Erdoğan ve kurmayları karşılaştıkları hemen bütün badireleri büyük bir ustalıkla atlatmayı becerdiler, on iki yıl boyunca… Kimi liberal kişiliklerle ve eski rejim siyasileriyle kurdukları ortaklıkla, hemen bütün siyasi İslamcı güç odaklarını da etrafında toplayarak, AB’yi ve ABD’yi de arkalarına alarak ‘demokrasi ve özgürlükler’ içi boş söylemiyle, eski rejimin, artık her tarafından dökülen 1923 sözleşmesinin ve 80 yıllık müesses nizamın asker ve sivil sahiplerine ölümcül bir darbe vurdular. Ordunun belkemiğini teşkil ettiği ve etraflarında kimi sivil bürokratların ve cumhuriyetçi, laikperest aydınlar ve ciddi bir kitle bulunan muhalefeti; özellikle bugün kıyasıya bir savaşa tutuştukları cemaat yapılanmasının yargı ve emniyetteki gücü aracılığıyla daha çok gayrımeşru yöntemlerle altettiler. Bu operasyon sırasında silahlı, silahsız bütün cumhuriyetçi muhalif önderleri ve derin yapılanmaları bir araya toplayıp yıllarca hapislerde tutmayı becerebildiler. Bu başarı da(!) rejimin her bakımdan yıpranmışlığı kadar AB ve ABD desteğinin de rolünü teslim etmek gerekir. Ordu ve üniversitelerin elden gittiği(!), medya ve aydın desteğinin zayıfladığı koşullarda ‘ulusalcı’ muhalefetin operasyon(!) gücünü kaybettiği açık. Bu hesaplaşmanın nihai sonuca ulaştığını söylemek mümkün değil. Ancak Hükümetin ‘cemaate’ bütün sorumluluğu yıkarak onun yöntemleriyle amansızca başlattığı saldırı karşısında ‘ulusalcı muhalefetin’ paralize olduğu da açık. Bu durumun en uç ‘ulusalcı’ muhalif unsurlarda AKP’ye karşı hayırhah bir tutuma yol açtığı gözleniyor. CHP’nin yeni yönetimiyle saf halindeki ulusalcı muhalif çizgisinden uzaklaşması ve hatta içindeki kimi saf halli ulusalcıları da dışlaması ‘ulusalcı’ muhalif cephenin aleyhine önemli bir gelişme oldu bu süreçte. Ha keza bir dönem neredeyse yayın organları olarak nitelenebilecek ‘Cumhuriyet’ gazetesinin de daha dengeli bir söyleme geçmesi ve daha gerçekçi bir muhalif çizgi arayışı içine girmesi bir başka aleyhte duruma işaret ediyor. 2007’ye kadar bayağı bir sesi çıkan ve gövde gösterileriyle Erdoğan ve kurmaylarının iktidarını zorlayan en saf haliyle ‘ulusalcı’ muhalefet artık bir iktidar alternatifi olarak görünmüyor.

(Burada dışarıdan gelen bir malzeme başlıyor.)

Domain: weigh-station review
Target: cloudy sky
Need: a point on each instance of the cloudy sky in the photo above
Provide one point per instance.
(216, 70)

Erdoğan ve alperenlerinin en şanslı(!) oldukları alanın iktidarları boyunca çok ciddi toplumsal kalkışmalara muhatap olmamaları olduğu söylenebilir. Tekel direnişi ve özelleştirmelere karşı kimi yerel direnişler dışında kitlesel kalkışmalarla karşı karşıya kalmadılar. Hele hele emekçi sınıfların üretimden gelen güçlerini kitlesel olarak kullanmaya kalkışmaları anlamında… Ta ki, Gezi isyanına kadar… 2013 Haziranı 20 gün boyunca milyonlarca insanı özellikle gençleri ve kadınları Türkiye’nin bütün önemli kentlerinde sokaklara ve meydanlara çıkararak iktidarın yüreğini ağzına getirdi. Muktedirlerin ödünü kopartacak, kendine özgü isyan dinamikleri de geliştirerek birden bire patlayan Gezi isyanı Türkiye toplumsal kalkışmalar tarihinde çok özgün bir iz bırakarak sönümlenmişe benziyor. Erdoğan ve alperenleri Gezi karşısında kısa süreli yaşadıkları kilitlenme ve ne yapacağını bilememe halinden sıyrılmayı becerdiler. Ve hemen kelimenin tam anlamıyla bir taarruz başlatarak her cephede hiçbir kural tanımayan bir saldırganlıkla ‘Gezi’nin üstüne çullandılar. Medya organlarını emniyet güçlerini ve askeri olanakları sonuna kadar seferber ederek… Bir yeraltı nehrinin hiç beklenmedik bir anda ve Türkiye’nin kalbinde bütün ihtişamıyla ortaya çıkışına benzeyen bu dalga yeniden yatağına çekilmişe benziyor. İktidar bu deneyimden kuvvetli dersler çıkarmışa benziyor. Artık hiçbir şekilde en masum, en demokratik bir araya gelişlere bile müsaade etmeyeceğini gazla, panzerle, copla, toplu tutuklamalar ve yüksek hapis cezalarıyla karşılık vereceğini her geçen gün fiilen gösteriyor.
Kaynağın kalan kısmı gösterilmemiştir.